Tenemos Seguro Social, sí, aunque sea con servicio malo, cuando no pésimo, pero tenemos. ¿Y qué país en este siglo no tiene servicios médicos públicos, aunque sean malos? ¿Nos quisieron vender la idea de que les debemos el bacheo de calles y los palomares que llaman vivienda popular? ¿Debemos agradecer al PRI los hospitales sin medicinas, las escuelas sin techo, la electricidad cara y mala, los policías asaltantes, los burócratas poniendo obstáculos, las universidades sin investigadores, las ciudades sin seguridad para caminar dos cuadras, la impunidad del 95 por ciento de los crímenes, el sindicalismo que sólo sirve para enriquecer a los líderes y darle multitudes a las campañas de los priistas, una legislación restrictiva que provoca el cierre de industrias para irse a otros países, la falta de reformas imprescindibles durante los tres años en que esta legislatura realizó cada año un peor engendro fiscal, mientras el desempleo fue en aumento y China nos rebasó como segundo socio comercial de Estados Unidos?
Y el PRI nos promete reformarse ahora que retoma espacios perdidos. Está arrepentido, gime, pero no de la política que ellos llaman "nacionalista" y consistió en entregar el país a los priistas, sino arrepentido de sus mejores logros: de la apertura comercial que empezó con el presidente De la Madrid y nos obligó a ser competitivos, de Salinas y su Tratado de Libre Comercio que nos ha dado por primera vez superávit comercial con Estados Unidos, de las reformas de Zedillo a las que, si algo faltó, fue continuidad y profundización. Ahora los priistas nos prometen... ¿o amenazan? con volver al sistema que los hizo propietarios exclusivos del país.
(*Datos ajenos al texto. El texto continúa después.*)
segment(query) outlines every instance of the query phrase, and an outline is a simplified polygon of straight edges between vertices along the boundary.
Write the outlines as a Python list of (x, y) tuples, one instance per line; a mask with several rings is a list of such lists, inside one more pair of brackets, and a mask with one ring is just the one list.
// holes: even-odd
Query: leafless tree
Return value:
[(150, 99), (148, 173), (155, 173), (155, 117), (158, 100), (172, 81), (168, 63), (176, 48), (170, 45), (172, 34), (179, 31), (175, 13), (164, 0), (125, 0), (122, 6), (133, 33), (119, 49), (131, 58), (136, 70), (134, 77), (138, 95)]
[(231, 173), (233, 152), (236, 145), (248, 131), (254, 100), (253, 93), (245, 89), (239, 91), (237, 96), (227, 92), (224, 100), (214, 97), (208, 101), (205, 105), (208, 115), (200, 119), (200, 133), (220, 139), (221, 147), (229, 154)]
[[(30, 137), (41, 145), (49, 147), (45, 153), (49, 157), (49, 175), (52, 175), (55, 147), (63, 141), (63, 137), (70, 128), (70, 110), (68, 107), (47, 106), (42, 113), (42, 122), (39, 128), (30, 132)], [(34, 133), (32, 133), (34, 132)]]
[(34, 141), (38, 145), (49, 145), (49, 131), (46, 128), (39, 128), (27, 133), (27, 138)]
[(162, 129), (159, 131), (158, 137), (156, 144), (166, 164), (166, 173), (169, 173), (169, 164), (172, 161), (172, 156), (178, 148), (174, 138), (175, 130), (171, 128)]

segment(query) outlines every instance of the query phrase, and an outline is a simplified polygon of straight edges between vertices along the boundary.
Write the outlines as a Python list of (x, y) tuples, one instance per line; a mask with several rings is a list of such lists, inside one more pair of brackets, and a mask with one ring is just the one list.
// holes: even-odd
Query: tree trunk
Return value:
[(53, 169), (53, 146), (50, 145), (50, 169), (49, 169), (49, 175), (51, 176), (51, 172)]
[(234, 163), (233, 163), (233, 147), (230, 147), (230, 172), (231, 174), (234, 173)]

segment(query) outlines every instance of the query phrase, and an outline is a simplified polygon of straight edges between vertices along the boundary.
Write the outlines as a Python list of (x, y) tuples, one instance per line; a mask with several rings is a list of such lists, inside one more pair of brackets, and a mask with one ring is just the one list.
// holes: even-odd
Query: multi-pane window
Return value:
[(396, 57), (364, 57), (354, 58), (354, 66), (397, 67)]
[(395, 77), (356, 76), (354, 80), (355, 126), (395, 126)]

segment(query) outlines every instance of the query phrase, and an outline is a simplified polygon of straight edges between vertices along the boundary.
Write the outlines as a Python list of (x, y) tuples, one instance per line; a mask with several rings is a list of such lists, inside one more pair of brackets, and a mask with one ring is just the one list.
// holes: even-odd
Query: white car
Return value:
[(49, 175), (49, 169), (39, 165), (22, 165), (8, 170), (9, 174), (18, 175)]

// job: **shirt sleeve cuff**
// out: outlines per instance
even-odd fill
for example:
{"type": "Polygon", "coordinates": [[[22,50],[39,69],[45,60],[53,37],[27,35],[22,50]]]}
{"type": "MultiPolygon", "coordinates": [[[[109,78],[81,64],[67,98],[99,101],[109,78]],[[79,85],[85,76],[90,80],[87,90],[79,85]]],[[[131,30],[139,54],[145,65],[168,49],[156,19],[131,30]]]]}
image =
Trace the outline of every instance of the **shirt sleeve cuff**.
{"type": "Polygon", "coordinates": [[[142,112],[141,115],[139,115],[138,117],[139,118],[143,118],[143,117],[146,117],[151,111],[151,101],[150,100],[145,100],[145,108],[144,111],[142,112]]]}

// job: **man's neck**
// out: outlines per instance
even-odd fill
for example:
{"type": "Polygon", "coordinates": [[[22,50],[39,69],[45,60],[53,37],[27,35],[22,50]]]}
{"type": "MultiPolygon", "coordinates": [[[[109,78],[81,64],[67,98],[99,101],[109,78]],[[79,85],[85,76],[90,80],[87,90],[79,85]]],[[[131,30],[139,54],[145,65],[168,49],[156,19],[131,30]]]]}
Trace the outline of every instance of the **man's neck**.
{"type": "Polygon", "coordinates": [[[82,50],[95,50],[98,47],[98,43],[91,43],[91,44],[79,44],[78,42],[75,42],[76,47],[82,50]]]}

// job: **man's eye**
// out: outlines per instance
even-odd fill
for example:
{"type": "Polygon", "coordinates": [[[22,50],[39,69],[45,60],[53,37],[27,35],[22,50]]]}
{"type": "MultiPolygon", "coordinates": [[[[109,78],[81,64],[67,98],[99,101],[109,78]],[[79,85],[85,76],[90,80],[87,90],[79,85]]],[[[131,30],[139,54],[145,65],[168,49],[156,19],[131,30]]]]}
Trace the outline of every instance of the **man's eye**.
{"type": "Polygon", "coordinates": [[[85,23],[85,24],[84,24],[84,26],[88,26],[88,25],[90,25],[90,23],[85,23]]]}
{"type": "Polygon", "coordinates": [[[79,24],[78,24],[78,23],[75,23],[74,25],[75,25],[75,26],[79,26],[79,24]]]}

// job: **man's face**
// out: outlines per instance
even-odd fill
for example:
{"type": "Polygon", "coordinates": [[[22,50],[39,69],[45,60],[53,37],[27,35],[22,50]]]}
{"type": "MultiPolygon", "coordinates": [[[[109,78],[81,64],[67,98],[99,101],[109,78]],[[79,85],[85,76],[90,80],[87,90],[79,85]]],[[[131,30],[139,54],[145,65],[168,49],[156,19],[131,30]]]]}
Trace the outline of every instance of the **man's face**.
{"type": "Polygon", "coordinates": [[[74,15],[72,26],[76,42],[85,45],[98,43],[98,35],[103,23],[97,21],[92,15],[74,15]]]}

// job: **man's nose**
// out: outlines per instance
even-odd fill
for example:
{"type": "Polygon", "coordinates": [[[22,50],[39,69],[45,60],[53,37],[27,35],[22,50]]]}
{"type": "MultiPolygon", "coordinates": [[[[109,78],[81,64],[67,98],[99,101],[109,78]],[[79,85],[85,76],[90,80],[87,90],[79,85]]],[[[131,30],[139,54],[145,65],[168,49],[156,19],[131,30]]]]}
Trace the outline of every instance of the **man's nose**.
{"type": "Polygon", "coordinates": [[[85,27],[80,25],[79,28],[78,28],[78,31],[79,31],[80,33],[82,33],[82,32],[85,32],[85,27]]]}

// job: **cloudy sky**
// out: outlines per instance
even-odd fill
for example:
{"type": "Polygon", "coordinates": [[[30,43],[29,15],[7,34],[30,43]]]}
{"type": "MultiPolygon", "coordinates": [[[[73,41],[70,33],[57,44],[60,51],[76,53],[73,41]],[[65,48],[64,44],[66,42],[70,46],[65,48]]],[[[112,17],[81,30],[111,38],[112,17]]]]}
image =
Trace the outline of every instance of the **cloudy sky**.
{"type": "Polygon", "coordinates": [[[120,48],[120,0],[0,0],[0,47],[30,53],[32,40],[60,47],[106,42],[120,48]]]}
Por decepción, por enojo, por masoquismo, por lo que sea, pero sin duda por voluntad popular, el PRI recuperó buena parte del electorado perdido y nadie como el presidente Fox para alfombrarle el regreso a la Presidencia en unos comicios que se pelearán dentro de apenas tres años entre priistas y ex priistas, nada más.
Los mexicanos pagamos, con nuestros impuestos, cuanto realizan los gobiernos y tenemos tantos motivos para agradecer al PRI la obra pública que nos refriega, como al arquitecto que nos construye una casa, le pagamos sus buenos honorarios y, además, emplea la mitad de nuestro cemento en hacerse su propia casa. Y todavía, cuando le reclamamos, nos dice malagradecidos.